View previous topic :: View next topic |
Author |
Message |
teqdruid
Joined: 11 May 2004 Posts: 390 Location: UMD
|
Posted: Wed Feb 07, 2007 12:32 am Post subject: SAX Parser |
|
|
I have just uploaded the new and improved SAX parser and writer to Mango's SVN. It's Tango compatible, and I think it runs pretty damn fast. (Actually, the writer is pretty slow. I know how to speed it up, but don't particularly care right now.) On my computer, it's able to parse a 100MB XML file off disk in 1.35 seconds == 74MB/s, which doesn't actually mean much, but seems like a nice high number to me. The code to generate the file and run the timed test is in the examples area. Parsing smaller files gets comparable speed ~ 64MB/s.

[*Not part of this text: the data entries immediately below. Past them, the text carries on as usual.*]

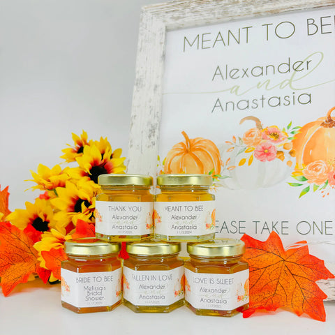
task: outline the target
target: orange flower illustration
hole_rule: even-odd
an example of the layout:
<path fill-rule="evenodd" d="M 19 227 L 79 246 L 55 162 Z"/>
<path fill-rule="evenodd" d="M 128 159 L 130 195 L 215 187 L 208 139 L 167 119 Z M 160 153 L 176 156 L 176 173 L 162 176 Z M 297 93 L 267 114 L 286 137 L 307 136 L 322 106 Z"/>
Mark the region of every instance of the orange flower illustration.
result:
<path fill-rule="evenodd" d="M 262 140 L 262 131 L 258 128 L 251 128 L 244 133 L 242 140 L 248 147 L 255 147 Z"/>
<path fill-rule="evenodd" d="M 302 174 L 308 182 L 322 185 L 328 178 L 332 169 L 325 162 L 319 160 L 310 163 L 303 170 Z"/>

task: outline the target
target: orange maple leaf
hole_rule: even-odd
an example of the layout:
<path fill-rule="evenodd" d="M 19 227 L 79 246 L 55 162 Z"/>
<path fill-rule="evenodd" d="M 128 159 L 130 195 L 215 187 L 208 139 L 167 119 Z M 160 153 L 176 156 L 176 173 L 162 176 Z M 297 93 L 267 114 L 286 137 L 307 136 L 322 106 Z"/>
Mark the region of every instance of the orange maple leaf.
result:
<path fill-rule="evenodd" d="M 2 191 L 0 188 L 0 219 L 1 216 L 7 216 L 10 214 L 10 211 L 8 209 L 8 186 L 3 188 Z M 1 214 L 3 215 L 1 215 Z"/>
<path fill-rule="evenodd" d="M 309 254 L 304 241 L 302 246 L 285 251 L 281 238 L 272 232 L 262 242 L 244 234 L 243 259 L 249 265 L 250 304 L 244 312 L 248 318 L 258 309 L 276 311 L 286 307 L 298 315 L 325 321 L 322 300 L 327 295 L 315 283 L 320 279 L 334 278 L 323 260 Z"/>
<path fill-rule="evenodd" d="M 45 266 L 52 271 L 54 277 L 61 280 L 61 265 L 63 260 L 67 259 L 63 248 L 57 249 L 52 248 L 48 251 L 43 251 L 42 257 L 45 260 Z"/>
<path fill-rule="evenodd" d="M 96 228 L 93 223 L 89 223 L 80 219 L 77 220 L 75 232 L 72 234 L 73 239 L 95 237 Z"/>
<path fill-rule="evenodd" d="M 8 295 L 31 274 L 40 273 L 34 241 L 9 222 L 0 223 L 0 277 L 3 295 Z"/>

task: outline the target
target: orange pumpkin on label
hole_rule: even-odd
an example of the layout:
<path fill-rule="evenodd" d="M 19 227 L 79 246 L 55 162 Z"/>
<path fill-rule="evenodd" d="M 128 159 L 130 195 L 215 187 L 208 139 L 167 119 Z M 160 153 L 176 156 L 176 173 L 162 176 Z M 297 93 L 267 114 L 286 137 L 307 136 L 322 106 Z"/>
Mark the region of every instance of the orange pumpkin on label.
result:
<path fill-rule="evenodd" d="M 319 160 L 330 165 L 335 163 L 335 119 L 331 117 L 334 110 L 335 107 L 328 111 L 325 118 L 305 124 L 292 140 L 297 170 Z"/>
<path fill-rule="evenodd" d="M 221 158 L 216 145 L 202 137 L 190 139 L 182 131 L 185 142 L 174 145 L 164 163 L 164 173 L 220 174 Z"/>

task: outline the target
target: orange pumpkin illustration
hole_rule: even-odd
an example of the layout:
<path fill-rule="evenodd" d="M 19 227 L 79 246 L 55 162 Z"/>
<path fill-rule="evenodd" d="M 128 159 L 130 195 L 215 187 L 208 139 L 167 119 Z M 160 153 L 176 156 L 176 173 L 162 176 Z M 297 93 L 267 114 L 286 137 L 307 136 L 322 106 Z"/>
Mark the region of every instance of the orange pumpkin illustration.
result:
<path fill-rule="evenodd" d="M 164 163 L 164 173 L 220 174 L 221 159 L 216 145 L 202 137 L 190 139 L 182 131 L 185 142 L 173 146 Z"/>
<path fill-rule="evenodd" d="M 303 169 L 310 163 L 323 161 L 333 164 L 335 159 L 335 119 L 331 117 L 335 107 L 326 117 L 305 124 L 292 140 L 296 152 L 297 169 Z"/>

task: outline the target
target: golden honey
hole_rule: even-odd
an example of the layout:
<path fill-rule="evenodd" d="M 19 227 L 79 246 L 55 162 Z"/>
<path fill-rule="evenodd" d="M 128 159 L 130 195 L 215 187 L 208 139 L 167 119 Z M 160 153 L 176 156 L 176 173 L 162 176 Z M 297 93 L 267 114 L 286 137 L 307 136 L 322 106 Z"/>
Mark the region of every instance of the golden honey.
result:
<path fill-rule="evenodd" d="M 113 241 L 142 241 L 154 236 L 152 177 L 101 174 L 96 197 L 96 236 Z"/>
<path fill-rule="evenodd" d="M 76 313 L 112 311 L 121 303 L 122 270 L 118 243 L 94 238 L 65 242 L 61 305 Z"/>
<path fill-rule="evenodd" d="M 188 244 L 185 304 L 200 315 L 232 316 L 248 308 L 249 271 L 244 243 L 222 239 Z"/>
<path fill-rule="evenodd" d="M 155 237 L 163 241 L 197 241 L 214 238 L 215 207 L 207 174 L 162 174 L 156 196 Z"/>
<path fill-rule="evenodd" d="M 168 313 L 184 305 L 184 262 L 180 245 L 163 241 L 127 244 L 124 304 L 137 313 Z"/>

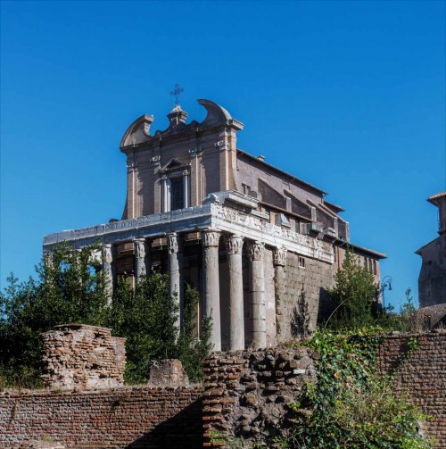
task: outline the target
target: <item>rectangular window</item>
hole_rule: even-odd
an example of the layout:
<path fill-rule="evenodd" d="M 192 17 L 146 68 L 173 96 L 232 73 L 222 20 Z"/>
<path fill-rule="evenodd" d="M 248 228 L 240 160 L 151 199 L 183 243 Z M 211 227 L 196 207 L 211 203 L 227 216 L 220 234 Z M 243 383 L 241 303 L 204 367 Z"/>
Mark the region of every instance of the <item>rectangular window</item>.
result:
<path fill-rule="evenodd" d="M 184 181 L 183 178 L 170 179 L 170 211 L 185 207 Z"/>
<path fill-rule="evenodd" d="M 305 268 L 305 259 L 299 256 L 299 268 Z"/>

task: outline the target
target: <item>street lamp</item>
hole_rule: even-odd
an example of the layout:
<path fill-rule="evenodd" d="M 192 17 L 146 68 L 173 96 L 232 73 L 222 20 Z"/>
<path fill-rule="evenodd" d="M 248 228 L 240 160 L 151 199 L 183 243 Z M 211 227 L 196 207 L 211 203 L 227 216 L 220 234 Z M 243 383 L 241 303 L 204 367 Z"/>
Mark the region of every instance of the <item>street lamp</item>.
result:
<path fill-rule="evenodd" d="M 384 301 L 384 290 L 387 288 L 392 291 L 392 282 L 393 279 L 392 276 L 384 276 L 383 281 L 381 282 L 381 295 L 383 296 L 383 309 L 385 310 L 385 301 Z"/>

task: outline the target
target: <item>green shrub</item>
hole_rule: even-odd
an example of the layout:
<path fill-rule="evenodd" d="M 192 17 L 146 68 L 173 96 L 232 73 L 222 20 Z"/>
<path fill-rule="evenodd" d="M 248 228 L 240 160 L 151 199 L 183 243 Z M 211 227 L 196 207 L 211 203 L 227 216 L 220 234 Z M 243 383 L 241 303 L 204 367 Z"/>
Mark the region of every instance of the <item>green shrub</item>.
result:
<path fill-rule="evenodd" d="M 40 333 L 64 323 L 107 326 L 125 337 L 127 382 L 146 382 L 150 360 L 165 358 L 179 358 L 192 381 L 202 378 L 201 360 L 211 349 L 211 321 L 203 320 L 201 339 L 194 338 L 198 294 L 186 290 L 178 337 L 178 310 L 169 295 L 168 277 L 153 273 L 135 290 L 118 279 L 109 305 L 99 262 L 91 257 L 97 249 L 73 251 L 61 245 L 37 267 L 37 279 L 19 283 L 13 275 L 8 278 L 0 293 L 0 387 L 40 387 Z"/>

The API has changed quite a bit both to accommodate Tango and I took out some things I decided were unnecessary- StringView and Unistring. Now, just character arrays are used. The parser is templated anyway, and wrapping the strings in the string classes just adds code and time- the client code can do it if it wants to. I also changed the way the xml writer works- it uses UnicodeBom to do all of the transcoding work now. I also templated it to make it easier and more straightforward. I apologize now for the code changes you'll have to make, but I figure you're porting to Tango anyway, so this is the time to make API changes.
Have fun, and please compare performance with others. I'm interested to see how I stack up.
~John |
|
Back to top |
|
|
dubuila
Joined: 22 Aug 2006 Posts: 28
|
Posted: Wed Feb 07, 2007 1:49 am Post subject: |
|
|
Hello,
Thanks for the porting.
I'm just finished my first comprehension of the existing codes
My code is small I will port it directly to the latest version.

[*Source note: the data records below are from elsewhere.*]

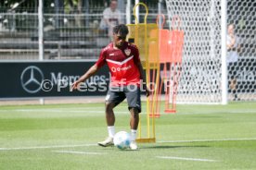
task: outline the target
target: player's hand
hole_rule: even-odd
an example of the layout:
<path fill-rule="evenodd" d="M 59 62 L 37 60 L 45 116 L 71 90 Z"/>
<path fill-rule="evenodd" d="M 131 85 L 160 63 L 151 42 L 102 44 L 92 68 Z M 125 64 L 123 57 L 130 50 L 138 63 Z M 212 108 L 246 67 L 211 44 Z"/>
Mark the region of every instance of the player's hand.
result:
<path fill-rule="evenodd" d="M 78 87 L 79 83 L 80 83 L 80 81 L 78 81 L 78 80 L 73 82 L 73 84 L 72 84 L 72 91 L 73 90 L 77 90 L 77 87 Z"/>

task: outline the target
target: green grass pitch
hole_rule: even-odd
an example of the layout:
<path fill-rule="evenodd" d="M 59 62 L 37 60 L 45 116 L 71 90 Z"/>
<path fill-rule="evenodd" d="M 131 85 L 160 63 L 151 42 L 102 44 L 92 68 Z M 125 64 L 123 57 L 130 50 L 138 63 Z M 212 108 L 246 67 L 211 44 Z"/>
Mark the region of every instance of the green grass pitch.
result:
<path fill-rule="evenodd" d="M 116 131 L 129 131 L 126 103 L 115 113 Z M 0 169 L 256 169 L 255 103 L 177 105 L 156 136 L 139 151 L 97 146 L 104 103 L 0 106 Z"/>

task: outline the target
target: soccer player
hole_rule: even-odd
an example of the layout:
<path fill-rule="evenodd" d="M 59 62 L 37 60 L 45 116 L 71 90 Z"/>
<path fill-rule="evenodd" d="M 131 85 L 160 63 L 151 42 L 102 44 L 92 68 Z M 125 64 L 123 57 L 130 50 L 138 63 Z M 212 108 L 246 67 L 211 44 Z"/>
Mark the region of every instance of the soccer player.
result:
<path fill-rule="evenodd" d="M 130 148 L 131 150 L 137 150 L 135 139 L 139 122 L 138 115 L 141 112 L 140 87 L 143 85 L 147 97 L 149 95 L 149 90 L 146 85 L 138 49 L 135 45 L 125 41 L 128 32 L 128 28 L 124 24 L 120 24 L 113 28 L 113 42 L 101 51 L 96 63 L 72 84 L 72 89 L 77 89 L 79 83 L 84 82 L 85 79 L 107 64 L 111 73 L 111 80 L 105 104 L 109 137 L 97 144 L 103 147 L 113 145 L 113 137 L 115 135 L 113 108 L 126 98 L 131 114 Z"/>

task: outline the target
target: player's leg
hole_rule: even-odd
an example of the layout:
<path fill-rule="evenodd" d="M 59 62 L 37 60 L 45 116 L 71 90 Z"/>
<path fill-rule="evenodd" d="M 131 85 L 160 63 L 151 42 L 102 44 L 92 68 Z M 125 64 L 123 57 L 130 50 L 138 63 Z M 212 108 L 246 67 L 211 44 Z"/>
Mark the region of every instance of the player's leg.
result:
<path fill-rule="evenodd" d="M 131 144 L 132 150 L 137 150 L 135 142 L 137 128 L 139 123 L 139 113 L 141 112 L 141 99 L 140 90 L 137 86 L 127 86 L 125 89 L 125 95 L 127 98 L 128 108 L 131 114 L 130 127 L 131 127 Z"/>
<path fill-rule="evenodd" d="M 231 66 L 231 81 L 230 81 L 230 89 L 231 89 L 231 92 L 234 95 L 234 101 L 237 101 L 239 100 L 239 98 L 237 97 L 237 62 L 232 63 Z"/>
<path fill-rule="evenodd" d="M 109 137 L 105 140 L 98 142 L 98 145 L 103 147 L 113 145 L 113 138 L 115 135 L 115 115 L 113 108 L 116 105 L 118 105 L 121 102 L 122 102 L 124 98 L 125 95 L 123 94 L 123 92 L 110 90 L 108 91 L 105 103 L 105 114 L 108 125 Z"/>

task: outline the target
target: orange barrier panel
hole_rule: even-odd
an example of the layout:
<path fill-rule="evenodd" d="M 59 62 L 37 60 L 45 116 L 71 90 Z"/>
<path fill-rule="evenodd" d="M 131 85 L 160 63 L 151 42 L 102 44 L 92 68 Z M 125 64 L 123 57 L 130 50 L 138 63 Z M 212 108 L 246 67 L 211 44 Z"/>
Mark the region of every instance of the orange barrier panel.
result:
<path fill-rule="evenodd" d="M 174 28 L 175 22 L 178 23 L 177 28 Z M 168 76 L 165 71 L 165 76 L 168 77 L 165 82 L 165 113 L 176 112 L 176 95 L 178 88 L 178 80 L 182 70 L 182 55 L 184 46 L 184 31 L 180 30 L 181 19 L 178 16 L 174 16 L 172 20 L 173 30 L 170 31 L 168 54 L 170 60 L 166 63 L 164 69 L 169 67 Z M 172 106 L 170 106 L 170 103 Z"/>

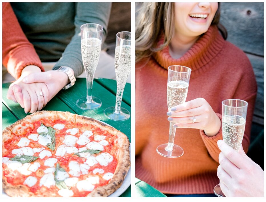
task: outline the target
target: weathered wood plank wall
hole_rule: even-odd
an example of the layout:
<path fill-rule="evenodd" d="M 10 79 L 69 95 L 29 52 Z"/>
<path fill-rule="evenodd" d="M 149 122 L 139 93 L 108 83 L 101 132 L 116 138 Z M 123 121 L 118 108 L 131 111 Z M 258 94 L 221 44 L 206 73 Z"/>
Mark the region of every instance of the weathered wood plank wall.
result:
<path fill-rule="evenodd" d="M 258 86 L 253 122 L 263 125 L 263 3 L 221 3 L 220 22 L 227 41 L 243 50 L 252 64 Z"/>

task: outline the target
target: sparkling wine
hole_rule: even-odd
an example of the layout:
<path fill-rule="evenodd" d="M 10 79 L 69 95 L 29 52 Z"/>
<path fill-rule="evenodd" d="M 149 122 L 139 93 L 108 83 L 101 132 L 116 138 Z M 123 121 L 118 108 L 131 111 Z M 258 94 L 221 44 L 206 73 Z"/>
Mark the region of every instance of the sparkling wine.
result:
<path fill-rule="evenodd" d="M 97 38 L 88 38 L 81 41 L 81 56 L 86 74 L 92 80 L 99 62 L 102 41 Z"/>
<path fill-rule="evenodd" d="M 223 118 L 222 130 L 225 142 L 238 151 L 242 142 L 246 120 L 238 115 L 227 115 Z"/>
<path fill-rule="evenodd" d="M 186 101 L 188 84 L 184 81 L 172 81 L 167 84 L 167 105 L 168 110 Z"/>
<path fill-rule="evenodd" d="M 131 65 L 130 46 L 124 45 L 117 47 L 114 55 L 114 66 L 117 83 L 116 111 L 118 110 L 118 106 L 121 105 L 124 88 L 130 74 Z"/>

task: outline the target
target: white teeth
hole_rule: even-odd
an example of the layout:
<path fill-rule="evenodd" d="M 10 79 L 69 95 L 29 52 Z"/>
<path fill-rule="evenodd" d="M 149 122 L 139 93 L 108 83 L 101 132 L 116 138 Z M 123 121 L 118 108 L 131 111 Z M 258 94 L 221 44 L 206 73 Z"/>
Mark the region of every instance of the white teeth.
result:
<path fill-rule="evenodd" d="M 200 17 L 201 18 L 206 18 L 208 17 L 208 15 L 203 14 L 191 14 L 189 15 L 191 17 Z"/>

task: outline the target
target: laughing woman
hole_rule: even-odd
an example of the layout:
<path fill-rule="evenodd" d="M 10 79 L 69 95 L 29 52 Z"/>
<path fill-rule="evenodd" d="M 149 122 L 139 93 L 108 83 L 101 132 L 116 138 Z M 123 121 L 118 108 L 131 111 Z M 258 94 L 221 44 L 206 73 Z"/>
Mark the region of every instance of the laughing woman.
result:
<path fill-rule="evenodd" d="M 164 193 L 213 193 L 219 182 L 217 142 L 222 139 L 223 100 L 248 102 L 242 142 L 245 152 L 248 148 L 256 84 L 245 54 L 225 41 L 226 30 L 219 23 L 220 6 L 217 3 L 147 3 L 138 9 L 136 177 Z M 192 71 L 186 102 L 167 113 L 168 68 L 172 65 Z M 184 151 L 179 158 L 156 152 L 167 141 L 168 118 L 177 123 L 175 140 Z"/>

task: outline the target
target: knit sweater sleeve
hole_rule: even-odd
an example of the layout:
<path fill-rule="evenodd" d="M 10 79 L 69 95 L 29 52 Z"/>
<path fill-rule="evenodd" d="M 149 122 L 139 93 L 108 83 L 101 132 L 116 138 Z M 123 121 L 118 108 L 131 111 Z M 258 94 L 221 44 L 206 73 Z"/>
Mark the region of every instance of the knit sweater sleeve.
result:
<path fill-rule="evenodd" d="M 9 3 L 3 3 L 3 64 L 17 79 L 23 68 L 34 65 L 44 69 L 33 45 L 27 39 Z"/>
<path fill-rule="evenodd" d="M 242 143 L 243 149 L 246 153 L 250 144 L 250 131 L 257 91 L 255 76 L 251 65 L 248 59 L 247 60 L 246 62 L 249 66 L 248 70 L 245 71 L 246 73 L 243 74 L 241 80 L 236 87 L 233 97 L 230 98 L 244 100 L 248 103 L 245 131 Z M 221 115 L 217 113 L 216 114 L 221 120 Z M 218 148 L 217 142 L 219 140 L 223 139 L 221 126 L 217 134 L 212 137 L 206 135 L 203 130 L 200 131 L 200 135 L 210 155 L 215 161 L 219 162 L 218 157 L 221 151 Z"/>
<path fill-rule="evenodd" d="M 76 76 L 82 73 L 83 68 L 81 57 L 80 27 L 86 23 L 96 23 L 103 27 L 102 44 L 107 34 L 107 28 L 112 5 L 111 3 L 76 3 L 74 24 L 74 35 L 53 69 L 61 66 L 71 67 Z"/>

I plan to implement a performance measurement in my framework.
I will let you know of the results.
Are you 100Mb real life sample or build simple test ?
Would you be interested to build a general XML sample test set cross application. I think something already exist like 'TestME' but not sure.
Regards,
Laurent. |
|
Back to top |
|
|
kris
Joined: 27 Mar 2004 Posts: 1494 Location: South Pacific
|
Posted: Wed Feb 07, 2007 2:15 am Post subject: Re: SAX Parser |
|
|
teqdruid wrote: | I have just uploaded the new and improved SAX parser and writer to Mango's SVN. It's Tango compatible, and I think it runs pretty damn fast |
Nice! |
|
Back to top |
|
|
teqdruid
Joined: 11 May 2004 Posts: 390 Location: UMD
|
Posted: Wed Feb 07, 2007 11:45 am Post subject: |
|
|
dubuila wrote: | Hello,
Thanks for the porting.
I'm just finished my first comprehension of the existing codes
My code is small I will port it directly to the latest version.

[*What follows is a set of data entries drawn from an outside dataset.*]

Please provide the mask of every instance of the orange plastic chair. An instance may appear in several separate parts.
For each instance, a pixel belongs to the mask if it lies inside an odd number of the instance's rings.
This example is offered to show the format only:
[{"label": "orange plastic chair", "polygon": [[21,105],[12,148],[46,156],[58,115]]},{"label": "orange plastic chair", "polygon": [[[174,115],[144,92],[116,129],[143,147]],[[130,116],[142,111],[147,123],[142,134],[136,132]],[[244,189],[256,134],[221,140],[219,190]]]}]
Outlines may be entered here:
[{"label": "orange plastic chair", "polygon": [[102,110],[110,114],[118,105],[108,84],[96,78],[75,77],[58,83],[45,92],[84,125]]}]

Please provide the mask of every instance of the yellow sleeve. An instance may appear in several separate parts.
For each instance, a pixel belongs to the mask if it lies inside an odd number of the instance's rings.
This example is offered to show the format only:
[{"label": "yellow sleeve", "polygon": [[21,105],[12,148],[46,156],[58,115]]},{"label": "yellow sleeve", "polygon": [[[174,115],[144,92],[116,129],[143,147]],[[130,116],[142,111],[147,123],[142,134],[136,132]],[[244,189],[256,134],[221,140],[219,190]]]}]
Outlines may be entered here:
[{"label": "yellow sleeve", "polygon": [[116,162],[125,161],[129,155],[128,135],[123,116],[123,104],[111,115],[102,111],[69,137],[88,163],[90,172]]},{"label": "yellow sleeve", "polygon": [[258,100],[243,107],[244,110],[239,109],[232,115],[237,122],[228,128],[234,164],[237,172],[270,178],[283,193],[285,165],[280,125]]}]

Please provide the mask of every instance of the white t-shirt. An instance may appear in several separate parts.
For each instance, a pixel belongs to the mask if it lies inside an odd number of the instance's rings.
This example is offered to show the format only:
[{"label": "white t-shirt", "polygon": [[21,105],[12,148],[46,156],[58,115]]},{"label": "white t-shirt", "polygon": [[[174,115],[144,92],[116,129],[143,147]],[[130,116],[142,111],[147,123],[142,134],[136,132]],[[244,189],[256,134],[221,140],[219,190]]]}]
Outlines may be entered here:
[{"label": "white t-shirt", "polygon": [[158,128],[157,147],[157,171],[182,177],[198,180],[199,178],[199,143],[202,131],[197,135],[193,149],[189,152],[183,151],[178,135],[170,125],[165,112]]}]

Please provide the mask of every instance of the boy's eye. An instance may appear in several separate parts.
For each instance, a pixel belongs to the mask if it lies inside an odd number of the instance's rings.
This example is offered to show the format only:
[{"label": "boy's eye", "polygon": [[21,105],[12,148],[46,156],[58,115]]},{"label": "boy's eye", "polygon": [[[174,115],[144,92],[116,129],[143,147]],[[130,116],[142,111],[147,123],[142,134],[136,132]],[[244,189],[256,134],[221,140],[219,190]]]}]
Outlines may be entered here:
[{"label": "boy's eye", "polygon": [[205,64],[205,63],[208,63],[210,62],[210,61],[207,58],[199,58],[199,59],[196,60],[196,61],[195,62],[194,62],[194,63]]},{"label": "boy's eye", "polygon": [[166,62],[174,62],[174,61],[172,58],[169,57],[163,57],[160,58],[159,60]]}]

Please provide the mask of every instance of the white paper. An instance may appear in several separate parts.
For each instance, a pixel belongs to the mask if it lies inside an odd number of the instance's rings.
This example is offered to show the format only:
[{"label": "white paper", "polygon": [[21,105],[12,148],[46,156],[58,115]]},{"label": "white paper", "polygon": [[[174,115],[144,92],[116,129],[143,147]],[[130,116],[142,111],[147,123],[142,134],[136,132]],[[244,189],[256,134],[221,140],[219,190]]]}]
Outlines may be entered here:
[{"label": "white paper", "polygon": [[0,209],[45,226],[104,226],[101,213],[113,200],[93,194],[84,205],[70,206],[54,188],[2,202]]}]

I plan to implement a performance measurement in my framework.
I will let you know of the results.
Are you 100Mb real life sample or build simple test ? |
Great- I look forward to hearing the results. The 100MB sample I used was not real life sample- this is why I said that the numbers I gave were pretty meaningless. I've been generating samples with the genBigXml example in examples/xml/sax - as you can see, it generates some pretty stupid files.
Quote: | Would you be interested to build a general XML sample test set cross application. I think something already exist like 'TestME' but not sure.
|
I would be interested in having something like this, but not in building it myself. I'm not actually all the interested in XML parsing- it's just something I need- so now that the parser is working relatively well, I'm planning on moving on. In particular, Xml-Rpc is in my sights next. I'm sure there are a few bugs in the parser, though, so I'll be around to fix them up.
~John |
|
Back to top |
|
|
dubuila
Joined: 22 Aug 2006 Posts: 28
|
Posted: Wed Feb 07, 2007 5:08 pm Post subject: |
|
|
Hello,
I moved my files but I get trouble with .obj.
Sorry I'm quite begining in .d and debugging .obj is still strange for me :
I already experienced problem of reference within Tango with the Convert.d and Exception.d from the lib/common
Could you give me some advice on the way to search on ?
(source code on http://hyridia.svn.sourceforge.net/svnroot/hyridia/ )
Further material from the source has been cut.